Hört sich jetzt mal sehr hochgestochen an, ist aber einfacher zu verstehen, als man denkt. Man stelle sich mal den Dominoeffekt vor. Der Anstoß eines Steines setzt eine Kaskade in Bewegung, die die weiteren Steine zum Fallen bringt, bis die Reihe der Steine bis zum Schluss umgefallen ist. So verhält es sich auch bei sozialen Skripten, Automatismen und Ritualen. Diese Mechanismen geben Sicherheit und gewährleisten auch weiterhin eine Art kognitive Sparsamkeit. Der Mensch findet sich in einer Abfolge von Handlungen zurecht, die durch einen bestimmten Schlüsselreiz in einer bestimmten Situation zu einem bestimmten Zweck ausgelöst worden sind. Funktioniert überwiegend gut und man braucht nicht viel darüber nachzudenken. Grundsätzlich ist das auch nicht verkehrt. Der Mensch bewegt sich gerne in Sicherheit und mag unvorhersehbare Situationen nur bis zum bestimmten Maße. Bedenkt man jedoch, dass sich Zeiten, Umstände und Interaktionspartner ändern können sich solche Skripte im Laufe der Geschichte durchaus als dysfunktional und sogar toxisch erweisen. So können zum Beispiel die Eigenschaften eines People Pleasers in früheren Tagen sehr gute Dienste geleistet haben, um in sozialen Gruppen Anschluss zu finden, in einer kompetitiven Umgebung oder in der Self Care jedoch hinderlich sein.
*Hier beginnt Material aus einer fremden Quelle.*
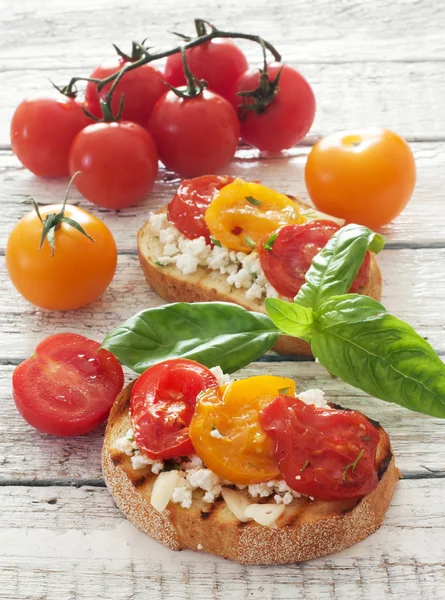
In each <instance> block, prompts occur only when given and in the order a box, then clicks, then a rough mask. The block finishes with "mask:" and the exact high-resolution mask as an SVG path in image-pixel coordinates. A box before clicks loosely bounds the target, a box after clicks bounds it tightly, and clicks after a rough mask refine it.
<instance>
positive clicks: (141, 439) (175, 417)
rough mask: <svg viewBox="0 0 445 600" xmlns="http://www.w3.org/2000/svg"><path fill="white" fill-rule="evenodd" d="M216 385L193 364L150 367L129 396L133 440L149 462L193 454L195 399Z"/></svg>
mask: <svg viewBox="0 0 445 600" xmlns="http://www.w3.org/2000/svg"><path fill="white" fill-rule="evenodd" d="M211 387H218V381H217V379H216V377H215V375H213V373H212V372H211V371H209V369H207V368H206V367H203V366H202V365H200V364H199V363H197V362H195V361H193V360H187V359H181V358H179V359H175V360H166V361H164V362H161V363H159V364H157V365H155V366H154V367H150V368H149V369H147V371H145V373H143V374H142V375H141V376H140V377H139V379H138V380H137V382H136V384H135V386H134V387H133V390H132V392H131V403H130V414H131V422H132V424H133V429H134V439H135V441H136V443H137V445H138V446H139V448H140V449H141V450H142V451H143V452H145V453H146V454H147V455H148V456H149V457H150V458H164V459H165V458H174V457H176V456H188V455H189V454H192V453H193V451H194V450H193V445H192V442H191V441H190V437H189V425H190V421H191V420H192V416H193V413H194V410H195V404H196V397H197V395H198V394H199V393H200V392H202V391H203V390H206V389H208V388H211Z"/></svg>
Oft denken wir über Trigger und Initialreize nicht mehr nach: etwas passiert, wir reagieren. Ohne nachzudenken, spulen wir die Mechanismen ab, die wir erlernt oder die sich etabliert haben. Auch wenn diese Reaktionen nicht mehr den Umständen oder den Erfordernissen der Situation nicht mehr gerecht werden. Dabei haben wir es in der Hand. „Das, was du gerade tust, triggert mich!“ ist dabei eine Aussage, die zwei Hinweise für uns selbst geben sollte: Wir kennen den Auslöser für bestimmte Verhaltensmuster.  Doch was genau triggert uns? Was sind die Hintergründe des Triggers? Und welchen Freiraum sollte ich wo etablieren, um dieses Skript zu unterbrechen? So kommen wir nochmals zum eingangs erwähnten Punkt des emotionalen Triggers und einige damit einhergehenden Reaktionen.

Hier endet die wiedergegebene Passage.